Simeon died in 927, and his son Peter, who succeeded him, was a lover of peace and comfort; he married a Byzantine princess, and during his reign (927-69) Greek influence grew ever stronger, in spite of several revolts on the part of the Bulgar nobles, while the capital Preslav became a miniature Constantinople. In 927 Rome recognized the kingdom and patriarchate of Bulgaria, and Peter was duly crowned by the Papal legate. This was viewed with disfavour by the Greeks, and they still called Peter only archōn or prince (knyaz in Bulgarian), which was the utmost title allowed to any foreign sovereign. It was not until 945 that they recognized Peter as basileus, the unique title possessed by their own emperors and till then never granted to any one else. Peter’s reign was one of misfortune for his country both at home and abroad. In 931 the Serbs broke loose under their leader Časlav, whom Simeon had captured but who effected his escape, and asserted their independence. In 963 a formidable revolt under one Shishman undermined the whole state fabric. He managed to subtract Macedonia and all western Bulgaria, including Sofia and Vidin, from Peter’s rule, and proclaimed himself independent tsar (tsar or caesar was a title often accorded by Byzantium to relatives of the emperor or to distinguished men of Greek or other nationality, and though it was originally the equivalent of the highest title, it had long since ceased to be so: the emperor’s designations were basileus and autocratōr). From this time there were two Bulgarias — eastern and western. The eastern half was now little more than a Byzantine province, and the western became the centre of national life and the focus of national aspirations.
Another factor which militated against the internal progress of Bulgaria was the spread of the Bogomil heresy in the tenth century. This remarkable doctrine, founded on the dualism of the Paulicians, who had become an important political force in the eastern empire, was preached in the Balkan peninsula by one Jeremiah Bogomil, for the rest a man of uncertain identity, who made Philippopolis the centre of his activity. Its principal features were of a negative character, and consequently it was very difficult successfully to apply force against them. The Bogomils recognized the authority neither of Church nor of State; the validity neither of oaths nor of human laws. They refused to pay taxes, to fight, or to obey; they sanctioned theft, but looked upon any kind of punishment as unjustifiable; they discountenanced marriage and were strict vegetarians. Naturally a heresy so alarming in its individualism shook to its foundations the not very firmly established Bulgarian society. Nevertheless it spread with rapidity in spite of all persecutions, and its popularity amongst the Bulgarians, and indeed amongst all the Slavs of the peninsula, is without doubt partly explained by political reasons.
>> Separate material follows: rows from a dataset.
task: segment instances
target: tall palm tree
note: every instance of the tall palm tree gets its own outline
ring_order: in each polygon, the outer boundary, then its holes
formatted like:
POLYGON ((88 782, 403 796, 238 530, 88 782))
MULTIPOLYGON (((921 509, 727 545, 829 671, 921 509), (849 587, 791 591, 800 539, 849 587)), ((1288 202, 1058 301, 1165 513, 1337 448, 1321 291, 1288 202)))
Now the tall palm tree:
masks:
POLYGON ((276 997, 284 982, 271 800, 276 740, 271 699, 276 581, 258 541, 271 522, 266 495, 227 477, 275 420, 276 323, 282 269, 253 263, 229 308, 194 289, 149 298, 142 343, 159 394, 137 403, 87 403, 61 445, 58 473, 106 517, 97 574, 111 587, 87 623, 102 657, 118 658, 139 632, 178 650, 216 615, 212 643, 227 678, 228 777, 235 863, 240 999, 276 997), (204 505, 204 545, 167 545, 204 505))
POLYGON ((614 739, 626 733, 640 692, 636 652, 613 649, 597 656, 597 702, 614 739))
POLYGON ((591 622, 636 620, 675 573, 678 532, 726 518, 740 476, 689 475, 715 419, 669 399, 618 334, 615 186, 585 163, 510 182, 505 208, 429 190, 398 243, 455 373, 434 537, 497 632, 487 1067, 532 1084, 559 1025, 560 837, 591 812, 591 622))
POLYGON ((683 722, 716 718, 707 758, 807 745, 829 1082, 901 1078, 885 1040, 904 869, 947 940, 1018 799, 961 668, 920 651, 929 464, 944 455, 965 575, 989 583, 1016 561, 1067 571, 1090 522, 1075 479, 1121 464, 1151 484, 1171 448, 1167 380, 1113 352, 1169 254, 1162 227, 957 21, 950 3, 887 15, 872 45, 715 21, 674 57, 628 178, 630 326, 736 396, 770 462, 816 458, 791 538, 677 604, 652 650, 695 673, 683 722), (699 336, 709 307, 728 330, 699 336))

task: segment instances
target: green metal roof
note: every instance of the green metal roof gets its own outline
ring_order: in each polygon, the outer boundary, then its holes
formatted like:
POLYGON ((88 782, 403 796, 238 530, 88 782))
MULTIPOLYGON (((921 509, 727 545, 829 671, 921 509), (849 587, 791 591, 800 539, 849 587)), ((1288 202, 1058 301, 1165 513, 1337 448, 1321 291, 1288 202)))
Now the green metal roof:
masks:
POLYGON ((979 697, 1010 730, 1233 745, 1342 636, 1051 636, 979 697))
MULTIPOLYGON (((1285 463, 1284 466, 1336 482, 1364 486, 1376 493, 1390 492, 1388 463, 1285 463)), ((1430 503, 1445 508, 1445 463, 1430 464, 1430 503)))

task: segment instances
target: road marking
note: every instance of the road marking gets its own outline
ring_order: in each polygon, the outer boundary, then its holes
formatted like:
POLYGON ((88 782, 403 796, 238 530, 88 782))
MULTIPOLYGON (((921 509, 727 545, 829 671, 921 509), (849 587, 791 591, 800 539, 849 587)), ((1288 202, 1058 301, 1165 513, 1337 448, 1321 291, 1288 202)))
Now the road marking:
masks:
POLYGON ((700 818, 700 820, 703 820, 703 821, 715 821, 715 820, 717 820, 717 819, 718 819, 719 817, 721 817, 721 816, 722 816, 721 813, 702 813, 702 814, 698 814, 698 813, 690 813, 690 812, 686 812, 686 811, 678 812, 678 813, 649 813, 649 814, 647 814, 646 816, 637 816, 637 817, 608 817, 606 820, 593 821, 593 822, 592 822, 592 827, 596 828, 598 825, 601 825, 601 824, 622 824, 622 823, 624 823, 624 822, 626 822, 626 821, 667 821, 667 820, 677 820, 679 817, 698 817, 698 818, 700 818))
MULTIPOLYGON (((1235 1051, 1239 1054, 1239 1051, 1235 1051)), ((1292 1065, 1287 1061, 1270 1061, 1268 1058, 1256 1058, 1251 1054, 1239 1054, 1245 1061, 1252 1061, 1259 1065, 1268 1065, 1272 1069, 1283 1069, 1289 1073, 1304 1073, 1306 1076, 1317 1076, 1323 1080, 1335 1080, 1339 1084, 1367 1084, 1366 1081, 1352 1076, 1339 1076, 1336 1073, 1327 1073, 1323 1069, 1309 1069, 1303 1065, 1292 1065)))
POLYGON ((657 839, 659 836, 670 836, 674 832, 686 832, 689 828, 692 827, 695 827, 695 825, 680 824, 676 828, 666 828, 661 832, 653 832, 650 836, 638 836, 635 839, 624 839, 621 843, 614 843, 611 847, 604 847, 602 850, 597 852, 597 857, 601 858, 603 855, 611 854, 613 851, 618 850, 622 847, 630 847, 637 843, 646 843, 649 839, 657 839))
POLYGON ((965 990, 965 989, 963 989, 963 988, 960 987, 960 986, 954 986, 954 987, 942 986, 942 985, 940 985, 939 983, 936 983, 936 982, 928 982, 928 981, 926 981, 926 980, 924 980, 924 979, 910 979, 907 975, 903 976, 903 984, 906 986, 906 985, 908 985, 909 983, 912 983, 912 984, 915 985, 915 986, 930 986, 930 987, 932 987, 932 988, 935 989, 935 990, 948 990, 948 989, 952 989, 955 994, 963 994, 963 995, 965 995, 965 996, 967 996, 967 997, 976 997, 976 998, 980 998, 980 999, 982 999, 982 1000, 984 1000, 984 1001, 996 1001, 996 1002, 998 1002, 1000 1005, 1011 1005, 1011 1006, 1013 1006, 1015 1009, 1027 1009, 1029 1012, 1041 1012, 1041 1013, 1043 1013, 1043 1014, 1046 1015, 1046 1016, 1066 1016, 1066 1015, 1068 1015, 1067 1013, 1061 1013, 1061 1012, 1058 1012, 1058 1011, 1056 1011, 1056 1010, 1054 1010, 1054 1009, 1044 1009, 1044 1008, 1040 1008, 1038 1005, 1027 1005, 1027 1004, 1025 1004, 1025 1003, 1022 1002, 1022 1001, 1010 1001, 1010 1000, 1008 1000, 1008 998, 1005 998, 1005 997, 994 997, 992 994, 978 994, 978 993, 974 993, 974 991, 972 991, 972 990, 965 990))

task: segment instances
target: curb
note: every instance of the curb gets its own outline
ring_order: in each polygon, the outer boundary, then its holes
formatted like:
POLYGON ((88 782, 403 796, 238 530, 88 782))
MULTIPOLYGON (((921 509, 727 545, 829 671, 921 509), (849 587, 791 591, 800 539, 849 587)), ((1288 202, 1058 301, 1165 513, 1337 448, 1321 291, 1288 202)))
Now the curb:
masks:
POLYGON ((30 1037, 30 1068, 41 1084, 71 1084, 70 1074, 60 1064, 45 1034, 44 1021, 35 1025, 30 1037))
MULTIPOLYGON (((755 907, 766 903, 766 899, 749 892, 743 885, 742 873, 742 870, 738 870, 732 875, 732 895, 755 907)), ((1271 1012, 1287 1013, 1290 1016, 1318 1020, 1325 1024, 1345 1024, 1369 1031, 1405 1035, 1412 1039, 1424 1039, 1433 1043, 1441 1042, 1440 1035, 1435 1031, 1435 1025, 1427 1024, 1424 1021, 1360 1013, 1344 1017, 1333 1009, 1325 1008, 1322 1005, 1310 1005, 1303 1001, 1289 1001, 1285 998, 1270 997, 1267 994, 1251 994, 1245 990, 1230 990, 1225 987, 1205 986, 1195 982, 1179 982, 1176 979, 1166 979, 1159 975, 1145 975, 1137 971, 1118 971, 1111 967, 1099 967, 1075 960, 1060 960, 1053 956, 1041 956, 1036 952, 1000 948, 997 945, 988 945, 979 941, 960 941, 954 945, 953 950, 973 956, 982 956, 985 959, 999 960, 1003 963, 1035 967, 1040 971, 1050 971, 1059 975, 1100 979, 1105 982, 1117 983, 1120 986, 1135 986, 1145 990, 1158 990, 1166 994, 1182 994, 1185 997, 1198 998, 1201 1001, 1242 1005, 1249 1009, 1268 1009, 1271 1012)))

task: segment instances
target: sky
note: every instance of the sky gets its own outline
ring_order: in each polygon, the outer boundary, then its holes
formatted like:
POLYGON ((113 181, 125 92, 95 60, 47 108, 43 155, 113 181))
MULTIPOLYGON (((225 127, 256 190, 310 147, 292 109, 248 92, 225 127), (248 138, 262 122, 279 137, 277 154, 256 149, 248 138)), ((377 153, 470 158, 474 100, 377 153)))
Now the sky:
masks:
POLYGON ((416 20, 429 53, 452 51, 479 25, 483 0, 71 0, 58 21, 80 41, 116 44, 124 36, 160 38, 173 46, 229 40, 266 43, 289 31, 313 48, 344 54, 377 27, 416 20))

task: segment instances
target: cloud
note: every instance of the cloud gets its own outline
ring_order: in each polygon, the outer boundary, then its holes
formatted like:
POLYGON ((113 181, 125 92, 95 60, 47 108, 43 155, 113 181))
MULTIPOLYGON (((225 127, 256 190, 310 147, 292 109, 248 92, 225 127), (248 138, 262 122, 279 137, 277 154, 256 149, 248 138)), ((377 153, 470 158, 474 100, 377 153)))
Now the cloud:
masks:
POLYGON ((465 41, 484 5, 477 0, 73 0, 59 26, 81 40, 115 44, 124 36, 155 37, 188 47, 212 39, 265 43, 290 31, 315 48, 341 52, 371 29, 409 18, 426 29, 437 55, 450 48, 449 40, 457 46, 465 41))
The hierarchy of the Greek Church, which supported the ruling classes of the country and lent them authority at the same time that it increased its own, was antipathetic to the Slavs, and the Bogomil heresy drew much strength from its nationalistic colouring and from the appeal which it made to the character of the Balkan Slavs, who have always been intolerant of government by the Church. But neither the civil nor the ecclesiastical authorities were able to cope with the problem; indeed they were apt to minimize its importance, and the heresy was never eradicated till the arrival on the scene of Islam, which proved as attractive to the schismatics as the well-regulated Orthodox Church had been the reverse.